President Donald Trump’s recent executive order to defund NPR and PBS targets approximately $535 million in annual federal funding to the Corporation for Public Broadcasting (CPB). That’s 0.01% of the federal budget—roughly $1.60 per American per year. Less than a gas station coffee. (And not nearly as bitter.)
Meanwhile, the Department of Defense is scarfing $850 billion annually—about 13% of all federal spending. Not to pay troops. To buy new toys for Raytheon and Boeing. Since 2022, we’ve allocated $182.8 billion to Ukraine. And Israel? $310 billion since its founding, with an $8 billion arms deal teed up in 2025.
But yeah. The problem is PBS.
For a lot of rural families, public broadcasting is the only reliable access to educational content. Daniel Tiger, Mr. Rogers, The Wild Kratts: these shows don’t push propaganda. They teach kids not to be jerks. And they’re free.
Trump’s executive order—called “Ending Taxpayer Subsidization of Biased Media”—directs CPB to shut off all federal funding to NPR and PBS by June 30. He accuses them of pushing “radical, woke propaganda.” Apparently, balanced programming, fact-based reporting, and nuanced discussion are now national security threats. What’s next?
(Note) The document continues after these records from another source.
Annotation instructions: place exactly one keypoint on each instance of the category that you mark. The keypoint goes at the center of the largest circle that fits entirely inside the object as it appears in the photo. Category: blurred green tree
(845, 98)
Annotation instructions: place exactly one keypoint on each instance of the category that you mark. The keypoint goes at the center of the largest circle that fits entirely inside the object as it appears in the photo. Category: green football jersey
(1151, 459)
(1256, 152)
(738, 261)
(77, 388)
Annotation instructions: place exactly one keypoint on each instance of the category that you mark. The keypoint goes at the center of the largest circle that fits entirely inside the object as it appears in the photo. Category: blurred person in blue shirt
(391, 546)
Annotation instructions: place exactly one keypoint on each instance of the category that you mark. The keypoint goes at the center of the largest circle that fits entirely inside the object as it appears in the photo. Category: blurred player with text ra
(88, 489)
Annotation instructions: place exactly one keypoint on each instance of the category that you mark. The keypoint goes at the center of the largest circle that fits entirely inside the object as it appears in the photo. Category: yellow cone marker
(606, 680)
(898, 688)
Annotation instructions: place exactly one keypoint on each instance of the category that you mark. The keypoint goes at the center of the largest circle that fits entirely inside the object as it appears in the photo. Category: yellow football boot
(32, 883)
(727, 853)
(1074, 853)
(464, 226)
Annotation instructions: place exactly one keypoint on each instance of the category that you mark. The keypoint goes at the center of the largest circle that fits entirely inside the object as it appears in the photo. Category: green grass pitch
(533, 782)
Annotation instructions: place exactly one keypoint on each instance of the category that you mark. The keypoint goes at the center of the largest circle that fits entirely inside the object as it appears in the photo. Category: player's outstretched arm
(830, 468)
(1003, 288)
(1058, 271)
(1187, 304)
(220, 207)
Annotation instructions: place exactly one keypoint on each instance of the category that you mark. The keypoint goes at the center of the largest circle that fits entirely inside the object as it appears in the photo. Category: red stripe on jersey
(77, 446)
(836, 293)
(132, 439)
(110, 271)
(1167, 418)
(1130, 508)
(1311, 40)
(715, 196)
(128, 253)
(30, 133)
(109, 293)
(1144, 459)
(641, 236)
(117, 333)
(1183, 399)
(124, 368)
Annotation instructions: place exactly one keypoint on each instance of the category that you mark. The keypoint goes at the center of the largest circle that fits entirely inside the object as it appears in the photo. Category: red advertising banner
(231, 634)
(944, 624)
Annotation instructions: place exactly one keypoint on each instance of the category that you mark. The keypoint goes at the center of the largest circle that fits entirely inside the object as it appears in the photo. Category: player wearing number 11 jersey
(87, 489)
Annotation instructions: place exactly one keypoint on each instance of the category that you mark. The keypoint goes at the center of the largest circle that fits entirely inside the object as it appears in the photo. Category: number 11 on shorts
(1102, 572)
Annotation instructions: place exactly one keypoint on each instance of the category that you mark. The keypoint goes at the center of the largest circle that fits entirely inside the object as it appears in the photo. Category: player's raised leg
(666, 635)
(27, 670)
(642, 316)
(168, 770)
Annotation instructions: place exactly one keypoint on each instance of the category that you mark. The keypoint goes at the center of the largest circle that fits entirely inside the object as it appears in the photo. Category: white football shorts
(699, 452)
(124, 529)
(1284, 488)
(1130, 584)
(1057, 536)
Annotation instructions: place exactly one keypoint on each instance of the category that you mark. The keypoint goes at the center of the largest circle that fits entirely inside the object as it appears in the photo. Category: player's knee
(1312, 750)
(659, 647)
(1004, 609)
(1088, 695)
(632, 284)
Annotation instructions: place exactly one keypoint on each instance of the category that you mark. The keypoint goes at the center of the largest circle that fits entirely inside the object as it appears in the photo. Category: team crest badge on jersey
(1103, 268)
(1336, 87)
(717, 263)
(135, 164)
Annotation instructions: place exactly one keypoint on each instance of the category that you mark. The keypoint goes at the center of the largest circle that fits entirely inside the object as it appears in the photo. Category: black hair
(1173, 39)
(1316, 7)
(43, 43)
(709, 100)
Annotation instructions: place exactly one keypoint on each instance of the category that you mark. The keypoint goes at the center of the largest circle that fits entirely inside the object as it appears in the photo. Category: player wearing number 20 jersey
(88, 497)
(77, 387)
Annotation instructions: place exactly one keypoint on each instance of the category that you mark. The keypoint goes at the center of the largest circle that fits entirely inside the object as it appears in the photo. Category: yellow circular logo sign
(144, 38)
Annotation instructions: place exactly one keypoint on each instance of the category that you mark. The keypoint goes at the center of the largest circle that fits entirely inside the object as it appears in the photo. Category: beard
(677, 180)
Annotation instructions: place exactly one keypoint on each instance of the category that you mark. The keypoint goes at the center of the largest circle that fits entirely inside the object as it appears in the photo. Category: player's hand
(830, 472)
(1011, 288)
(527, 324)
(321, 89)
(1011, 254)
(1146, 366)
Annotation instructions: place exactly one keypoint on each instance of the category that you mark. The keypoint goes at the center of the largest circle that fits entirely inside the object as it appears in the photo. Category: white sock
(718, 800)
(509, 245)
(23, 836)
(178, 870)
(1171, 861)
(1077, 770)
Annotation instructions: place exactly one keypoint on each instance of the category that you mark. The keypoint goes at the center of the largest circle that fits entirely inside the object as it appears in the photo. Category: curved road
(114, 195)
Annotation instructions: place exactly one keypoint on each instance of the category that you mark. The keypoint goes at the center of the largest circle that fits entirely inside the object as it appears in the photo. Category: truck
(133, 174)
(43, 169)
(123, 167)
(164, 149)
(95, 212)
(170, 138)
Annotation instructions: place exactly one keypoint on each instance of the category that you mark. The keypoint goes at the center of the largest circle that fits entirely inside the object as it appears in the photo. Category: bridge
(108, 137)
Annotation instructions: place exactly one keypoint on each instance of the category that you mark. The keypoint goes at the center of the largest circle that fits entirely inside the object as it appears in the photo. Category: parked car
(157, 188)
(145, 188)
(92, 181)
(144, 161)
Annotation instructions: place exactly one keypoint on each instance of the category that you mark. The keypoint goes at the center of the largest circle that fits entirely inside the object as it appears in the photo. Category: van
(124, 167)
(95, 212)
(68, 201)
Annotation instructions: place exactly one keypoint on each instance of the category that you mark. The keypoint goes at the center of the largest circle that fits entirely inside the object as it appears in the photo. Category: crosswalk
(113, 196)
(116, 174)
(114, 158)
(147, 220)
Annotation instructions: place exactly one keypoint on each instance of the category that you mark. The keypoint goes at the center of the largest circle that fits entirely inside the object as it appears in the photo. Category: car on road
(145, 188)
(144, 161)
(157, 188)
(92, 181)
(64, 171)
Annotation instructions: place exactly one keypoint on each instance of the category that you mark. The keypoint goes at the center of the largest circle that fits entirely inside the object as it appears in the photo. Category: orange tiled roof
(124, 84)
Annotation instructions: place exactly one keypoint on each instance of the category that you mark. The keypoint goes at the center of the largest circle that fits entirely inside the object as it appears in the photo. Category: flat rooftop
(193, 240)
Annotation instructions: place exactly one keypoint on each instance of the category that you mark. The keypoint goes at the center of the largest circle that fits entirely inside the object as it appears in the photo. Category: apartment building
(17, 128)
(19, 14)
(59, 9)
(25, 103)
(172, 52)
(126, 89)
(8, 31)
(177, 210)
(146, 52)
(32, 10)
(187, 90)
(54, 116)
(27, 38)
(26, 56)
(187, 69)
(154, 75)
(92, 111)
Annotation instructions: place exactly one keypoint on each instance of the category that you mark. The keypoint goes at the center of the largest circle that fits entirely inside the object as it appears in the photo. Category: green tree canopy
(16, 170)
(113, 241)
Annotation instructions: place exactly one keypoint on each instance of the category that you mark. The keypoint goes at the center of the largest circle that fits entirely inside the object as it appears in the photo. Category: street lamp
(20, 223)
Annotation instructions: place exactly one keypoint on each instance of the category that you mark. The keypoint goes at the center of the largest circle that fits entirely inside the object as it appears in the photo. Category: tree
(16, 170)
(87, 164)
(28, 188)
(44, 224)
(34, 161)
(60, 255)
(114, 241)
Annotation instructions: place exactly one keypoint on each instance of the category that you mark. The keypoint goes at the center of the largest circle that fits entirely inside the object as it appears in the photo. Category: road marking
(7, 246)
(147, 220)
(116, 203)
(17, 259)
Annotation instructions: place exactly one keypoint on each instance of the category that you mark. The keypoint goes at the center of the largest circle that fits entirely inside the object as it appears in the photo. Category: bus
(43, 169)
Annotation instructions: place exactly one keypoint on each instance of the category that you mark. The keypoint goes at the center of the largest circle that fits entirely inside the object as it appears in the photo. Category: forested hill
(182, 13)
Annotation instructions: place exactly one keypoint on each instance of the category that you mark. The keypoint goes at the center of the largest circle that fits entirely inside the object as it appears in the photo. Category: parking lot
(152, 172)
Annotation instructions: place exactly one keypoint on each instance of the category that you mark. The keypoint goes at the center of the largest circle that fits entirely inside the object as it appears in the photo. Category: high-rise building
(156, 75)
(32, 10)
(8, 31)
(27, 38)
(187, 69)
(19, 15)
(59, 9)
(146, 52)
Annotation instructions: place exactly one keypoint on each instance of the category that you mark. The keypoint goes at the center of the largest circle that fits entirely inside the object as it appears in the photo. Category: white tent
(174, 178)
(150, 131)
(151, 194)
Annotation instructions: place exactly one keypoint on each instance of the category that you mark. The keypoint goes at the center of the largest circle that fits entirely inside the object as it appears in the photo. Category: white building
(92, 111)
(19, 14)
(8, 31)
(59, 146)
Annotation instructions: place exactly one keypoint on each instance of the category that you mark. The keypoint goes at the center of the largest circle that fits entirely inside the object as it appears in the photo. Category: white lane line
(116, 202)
Fresh Air gets canceled unless they interview Kid Rock?
Stations like Marfa Public Radio in Texas and WMKY in Morehead, Kentucky rely on CPB funding to stay alive. They provide emergency updates during wildfires, floods, and blackouts. They keep rural communities connected. Now they’re political collateral damage.
PBS and NPR are fighting back in court, arguing that the order oversteps executive authority and violates the First Amendment. They’re right. Congress holds the purse strings—not a president playing monarch.
The 2026 budget proposal slashes funding to the National Endowment for the Arts and the Humanities. Public institutions that challenge power or ask questions are being gutted so they can be replaced by patriotic coloring books and flag-waving cosplay.
America’s story is messy. It includes genocide, slavery, war, and corruption. If we can’t teach that truth because it makes the powerful uncomfortable, we’re not a country—we’re a PR campaign. This isn’t about saving money. This is about control. It’s about silencing anything that challenges the approved narrative—anything that says, “Hey, maybe there’s a better way to be human.”
You don’t have to like This American Life, Wait Wait Don’t Tell Me, or Ken Burns documentaries. But they have a right to exist. And you have a right to hear them.
And let’s not forget: you probably grew up watching Big Bird. You learned the Golden Rule from a puppet on a stoop. Maybe ask yourself what he’d think of all this.
As Grover might say:
“This episode was brought to you by the letter R — for Ridiculous.”
At least Oscar the Grouch owns his trash.